Mais l’indicateur de productivité horaire contient un élément restrictif : il est mesuré par travailleur occupé. Il ne rend donc pas vraiment compte de la productivité réelle de la population active qui inclut les chômeurs. Dans les années 70, face au chômage provoqué par les chocs pétroliers, les politiques économiques vont être essentiellement d’inspiration keynésienne : il fallait soutenir la demande, donc soutenir les salaires. En outre, les besoins de financement de la protection sociale s’accroissant, on s’est accordé pour faire « payer les patrons ». En clair, les charges « employeurs » se sont accrues sans que l’on perçoive – ou sans que l’on veuille percevoir – qu’elles constituaient aussi une composante du coût du travail. Ce dernier augmentant plus vite que la productivité, les travailleurs les moins qualifiés ou simplement les plus fragiles, ceux qui n’ont pu « aligner » leur productivité sur les salaires, se sont trouvés éliminés. C’est ainsi que la détention d’un diplôme élevé, en principe représentatif d’une meilleure qualification, est apparue comme un gage de protection contre le chômage.

De même, la forte réduction du temps de travail des années 2000 a provoqué les mêmes conséquences pernicieuses. A salaire global inchangé, une telle mesure a augmenté le coût de l’heure travaillée, sans que la productivité horaire change a priori. Une telle mesure a eu deux effets : l’élimination des travailleurs les moins qualifiés, et de façon mathématique, l’élévation de la productivité moyenne (dans un ensemble, la moyenne est plus élevée quand on la calcule en ayant enlevé les éléments les plus faibles). Dans ce cas, une productivité horaire forte devient un facteur négatif, traduisant une élimination sociale. Elle représente le « ticket d’entrée » sur le marché du travail, le minimum à atteindre pour pouvoir espérer travailler, et plus vite elle s’élève, plus difficile il est de l’atteindre. A cet égard, il convient de souligner la performance plutot modeste de la France en terme de réduction du chômage au cours de la période 1996 – 2002, puisqu’inférieure à la moyenne de l’Europe des 15.
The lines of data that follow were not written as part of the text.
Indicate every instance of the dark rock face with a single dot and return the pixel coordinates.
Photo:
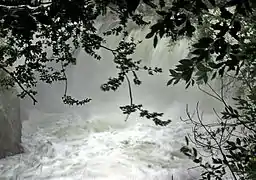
(10, 124)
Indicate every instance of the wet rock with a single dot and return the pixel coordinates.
(10, 123)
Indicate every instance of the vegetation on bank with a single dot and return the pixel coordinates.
(223, 35)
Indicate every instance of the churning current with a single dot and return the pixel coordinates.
(94, 141)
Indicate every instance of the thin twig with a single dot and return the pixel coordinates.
(20, 85)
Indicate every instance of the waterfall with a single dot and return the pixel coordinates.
(93, 141)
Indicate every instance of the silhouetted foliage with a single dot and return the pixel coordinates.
(227, 48)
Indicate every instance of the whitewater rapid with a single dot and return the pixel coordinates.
(94, 142)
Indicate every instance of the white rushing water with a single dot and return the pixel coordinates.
(94, 142)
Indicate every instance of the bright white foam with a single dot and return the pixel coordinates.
(94, 142)
(69, 147)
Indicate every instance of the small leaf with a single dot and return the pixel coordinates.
(150, 35)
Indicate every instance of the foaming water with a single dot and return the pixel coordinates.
(68, 147)
(93, 141)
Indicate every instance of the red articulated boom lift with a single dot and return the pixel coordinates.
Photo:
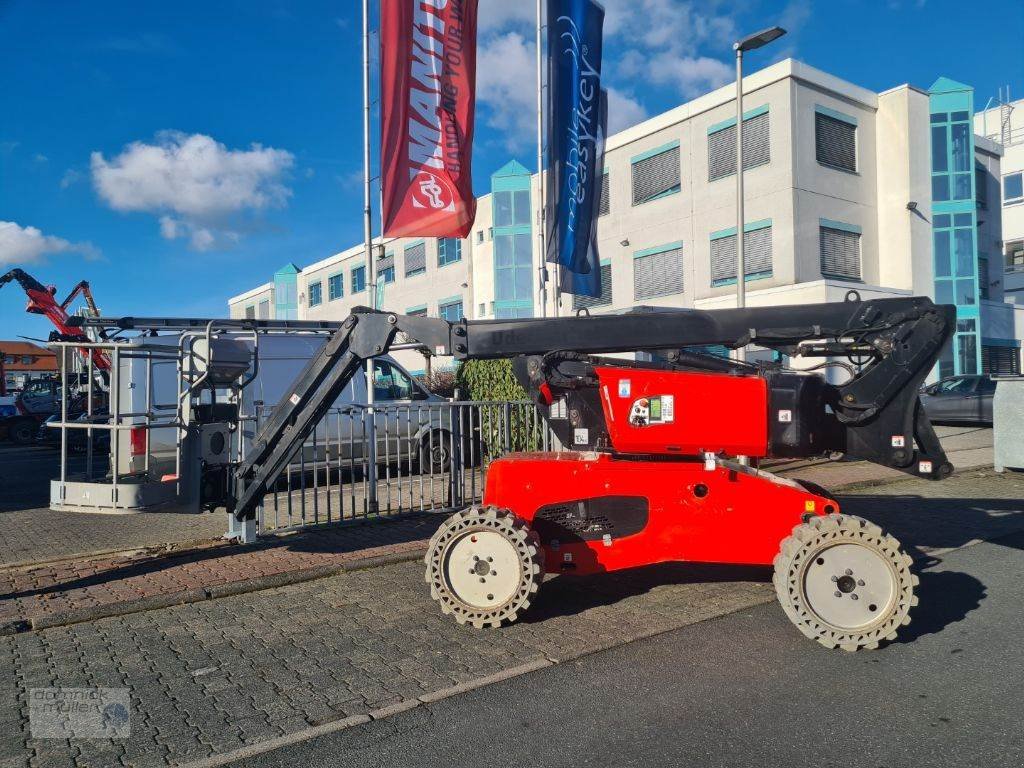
(654, 472)
(42, 301)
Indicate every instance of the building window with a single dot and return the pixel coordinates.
(359, 279)
(449, 251)
(451, 310)
(416, 259)
(657, 271)
(840, 251)
(512, 208)
(999, 360)
(1015, 256)
(757, 254)
(1013, 188)
(586, 302)
(836, 139)
(315, 294)
(385, 268)
(604, 205)
(951, 157)
(335, 287)
(514, 268)
(722, 146)
(655, 174)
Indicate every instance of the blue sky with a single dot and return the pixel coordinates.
(175, 155)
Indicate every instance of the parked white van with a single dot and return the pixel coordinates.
(411, 423)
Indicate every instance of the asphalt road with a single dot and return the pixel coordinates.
(744, 689)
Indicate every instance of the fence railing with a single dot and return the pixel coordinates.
(430, 456)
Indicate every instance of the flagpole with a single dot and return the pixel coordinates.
(541, 223)
(368, 245)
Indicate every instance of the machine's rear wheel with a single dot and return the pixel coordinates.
(483, 566)
(844, 582)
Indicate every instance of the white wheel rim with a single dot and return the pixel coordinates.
(849, 586)
(482, 569)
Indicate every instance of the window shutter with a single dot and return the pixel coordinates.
(999, 360)
(836, 142)
(722, 147)
(604, 206)
(581, 302)
(416, 258)
(840, 254)
(657, 273)
(757, 255)
(655, 175)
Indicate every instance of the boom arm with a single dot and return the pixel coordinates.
(900, 338)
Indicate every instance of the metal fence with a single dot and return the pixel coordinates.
(430, 456)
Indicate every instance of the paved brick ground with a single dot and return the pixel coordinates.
(66, 586)
(213, 676)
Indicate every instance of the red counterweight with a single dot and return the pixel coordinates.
(682, 413)
(594, 512)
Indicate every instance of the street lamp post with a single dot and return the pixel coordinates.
(751, 42)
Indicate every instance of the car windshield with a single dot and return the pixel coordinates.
(955, 386)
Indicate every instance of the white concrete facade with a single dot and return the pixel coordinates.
(881, 203)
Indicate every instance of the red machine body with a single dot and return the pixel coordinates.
(667, 412)
(595, 512)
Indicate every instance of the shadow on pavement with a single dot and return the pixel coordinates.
(567, 595)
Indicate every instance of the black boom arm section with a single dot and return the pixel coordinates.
(895, 341)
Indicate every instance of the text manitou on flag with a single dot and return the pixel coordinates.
(428, 79)
(576, 134)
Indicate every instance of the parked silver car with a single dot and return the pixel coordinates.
(960, 399)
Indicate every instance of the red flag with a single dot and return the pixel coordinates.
(428, 84)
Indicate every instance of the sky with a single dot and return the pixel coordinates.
(175, 155)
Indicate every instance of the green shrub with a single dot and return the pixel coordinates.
(488, 380)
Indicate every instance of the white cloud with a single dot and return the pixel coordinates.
(25, 245)
(500, 14)
(198, 185)
(506, 76)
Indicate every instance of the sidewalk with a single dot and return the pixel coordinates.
(217, 679)
(87, 587)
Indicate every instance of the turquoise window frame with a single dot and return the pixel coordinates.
(507, 276)
(340, 278)
(406, 249)
(443, 244)
(451, 301)
(650, 154)
(317, 288)
(849, 120)
(751, 226)
(357, 285)
(950, 104)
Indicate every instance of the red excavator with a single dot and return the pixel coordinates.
(22, 427)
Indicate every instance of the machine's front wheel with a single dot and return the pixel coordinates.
(844, 582)
(483, 566)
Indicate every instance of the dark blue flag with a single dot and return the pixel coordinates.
(577, 125)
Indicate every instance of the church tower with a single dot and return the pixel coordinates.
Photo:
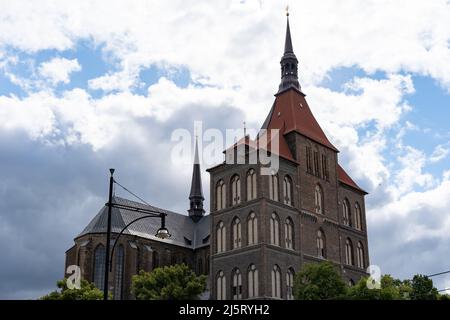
(265, 227)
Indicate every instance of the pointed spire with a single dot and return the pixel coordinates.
(289, 63)
(196, 198)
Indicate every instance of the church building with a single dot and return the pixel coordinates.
(261, 229)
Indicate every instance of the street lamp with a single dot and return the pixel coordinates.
(161, 233)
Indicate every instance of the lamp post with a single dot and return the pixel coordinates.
(161, 233)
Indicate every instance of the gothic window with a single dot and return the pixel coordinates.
(155, 259)
(237, 233)
(289, 234)
(253, 283)
(348, 252)
(276, 282)
(273, 187)
(325, 172)
(274, 230)
(251, 184)
(287, 189)
(308, 160)
(118, 281)
(221, 237)
(316, 163)
(290, 284)
(360, 255)
(346, 215)
(237, 285)
(99, 266)
(252, 226)
(221, 286)
(318, 199)
(321, 252)
(358, 217)
(235, 190)
(220, 195)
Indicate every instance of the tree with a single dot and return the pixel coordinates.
(423, 289)
(319, 281)
(87, 291)
(177, 282)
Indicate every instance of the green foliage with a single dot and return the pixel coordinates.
(177, 282)
(319, 281)
(87, 291)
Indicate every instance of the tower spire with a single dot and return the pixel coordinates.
(196, 198)
(289, 62)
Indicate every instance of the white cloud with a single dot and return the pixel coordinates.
(58, 70)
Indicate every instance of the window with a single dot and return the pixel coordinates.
(276, 282)
(325, 173)
(316, 163)
(287, 189)
(252, 226)
(289, 234)
(235, 190)
(253, 285)
(290, 284)
(348, 252)
(237, 285)
(237, 234)
(274, 230)
(321, 252)
(155, 259)
(251, 184)
(99, 266)
(308, 160)
(360, 255)
(273, 187)
(220, 195)
(358, 217)
(221, 286)
(318, 199)
(346, 215)
(118, 281)
(221, 237)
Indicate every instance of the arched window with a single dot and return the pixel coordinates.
(290, 284)
(221, 237)
(221, 193)
(252, 227)
(237, 234)
(276, 282)
(251, 184)
(221, 286)
(99, 266)
(274, 229)
(346, 214)
(235, 190)
(237, 285)
(289, 234)
(287, 190)
(348, 252)
(273, 187)
(321, 252)
(118, 281)
(253, 282)
(358, 217)
(155, 259)
(318, 199)
(360, 255)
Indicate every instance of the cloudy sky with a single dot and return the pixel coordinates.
(86, 85)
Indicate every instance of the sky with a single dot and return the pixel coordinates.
(85, 86)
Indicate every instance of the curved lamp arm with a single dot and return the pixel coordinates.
(162, 216)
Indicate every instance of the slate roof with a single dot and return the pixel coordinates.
(184, 231)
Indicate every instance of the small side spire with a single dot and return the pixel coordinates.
(289, 62)
(196, 198)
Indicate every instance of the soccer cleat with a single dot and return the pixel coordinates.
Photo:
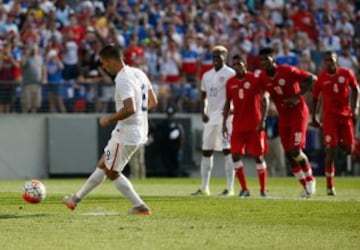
(227, 192)
(140, 210)
(331, 191)
(304, 194)
(244, 193)
(311, 186)
(263, 194)
(71, 202)
(201, 192)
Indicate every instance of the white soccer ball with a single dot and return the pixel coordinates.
(34, 191)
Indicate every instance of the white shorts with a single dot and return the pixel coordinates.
(117, 155)
(213, 138)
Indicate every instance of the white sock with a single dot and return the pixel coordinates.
(95, 179)
(127, 189)
(206, 166)
(229, 172)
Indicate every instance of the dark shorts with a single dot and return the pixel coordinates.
(6, 94)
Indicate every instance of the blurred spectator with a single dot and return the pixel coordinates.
(304, 20)
(347, 60)
(34, 75)
(170, 74)
(8, 66)
(275, 157)
(172, 140)
(70, 57)
(329, 40)
(241, 26)
(54, 68)
(286, 56)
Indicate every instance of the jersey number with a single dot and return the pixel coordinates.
(241, 93)
(213, 91)
(143, 98)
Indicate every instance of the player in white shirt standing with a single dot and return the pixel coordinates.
(213, 91)
(133, 97)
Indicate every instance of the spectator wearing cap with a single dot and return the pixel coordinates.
(276, 8)
(170, 73)
(330, 40)
(54, 68)
(34, 75)
(304, 21)
(8, 64)
(287, 57)
(343, 26)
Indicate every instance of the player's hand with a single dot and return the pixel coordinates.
(291, 102)
(205, 118)
(225, 132)
(260, 126)
(315, 123)
(104, 121)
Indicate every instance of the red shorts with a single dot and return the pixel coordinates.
(293, 134)
(337, 130)
(254, 142)
(172, 79)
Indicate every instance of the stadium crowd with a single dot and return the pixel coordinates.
(49, 49)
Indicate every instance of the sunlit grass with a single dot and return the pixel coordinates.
(180, 221)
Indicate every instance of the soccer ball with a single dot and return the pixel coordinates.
(33, 191)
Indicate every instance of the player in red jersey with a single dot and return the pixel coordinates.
(286, 86)
(335, 85)
(246, 96)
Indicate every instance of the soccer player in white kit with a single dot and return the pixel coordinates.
(133, 97)
(213, 96)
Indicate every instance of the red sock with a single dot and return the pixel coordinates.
(299, 174)
(329, 173)
(262, 179)
(241, 177)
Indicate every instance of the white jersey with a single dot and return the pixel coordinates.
(132, 83)
(214, 84)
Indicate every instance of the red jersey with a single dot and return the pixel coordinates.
(245, 95)
(335, 89)
(284, 85)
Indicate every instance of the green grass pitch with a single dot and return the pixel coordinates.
(180, 221)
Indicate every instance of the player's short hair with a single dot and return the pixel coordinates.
(221, 49)
(266, 51)
(239, 57)
(111, 51)
(330, 53)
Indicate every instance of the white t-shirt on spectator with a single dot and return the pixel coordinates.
(70, 54)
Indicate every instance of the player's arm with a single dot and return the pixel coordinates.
(355, 96)
(315, 107)
(226, 112)
(127, 110)
(305, 86)
(203, 103)
(152, 101)
(265, 104)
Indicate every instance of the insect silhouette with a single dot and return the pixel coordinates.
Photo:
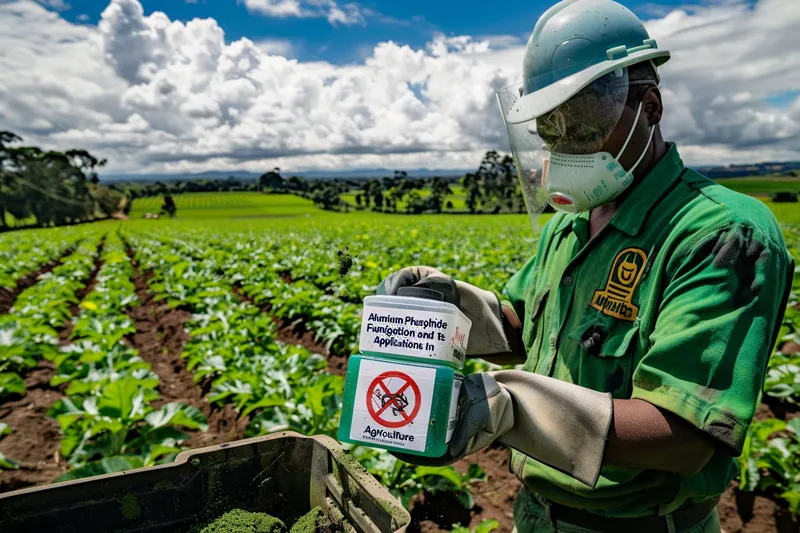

A partir de là, il est aisé de comprendre la croissance de la pauvreté : notre système éducatif, l’un des plus chers du monde, laisse trop de jeunes sur le coté en raison d’une qualité moyenne et en dépit de réels pôles d’excellence ; les sureffectifs publics et autres surcoûts des services et monopoles publics, comme les retraites généreuses à un age précoce, payés par les cotisants, les contribuables ou les usagers, ont un prix, se traduisant en prélèvements sur salaire (déphasant le coût du travail de la productivité) et en impôts qui se répercutent en pénalisant le niveau de vie, à commencer par celui des plus fragiles. On peut ainsi cumuler coût horaire élevé du travail et revenu très modeste en raison du poids des prélèvements et des rigidités pesant sur le temps de travail.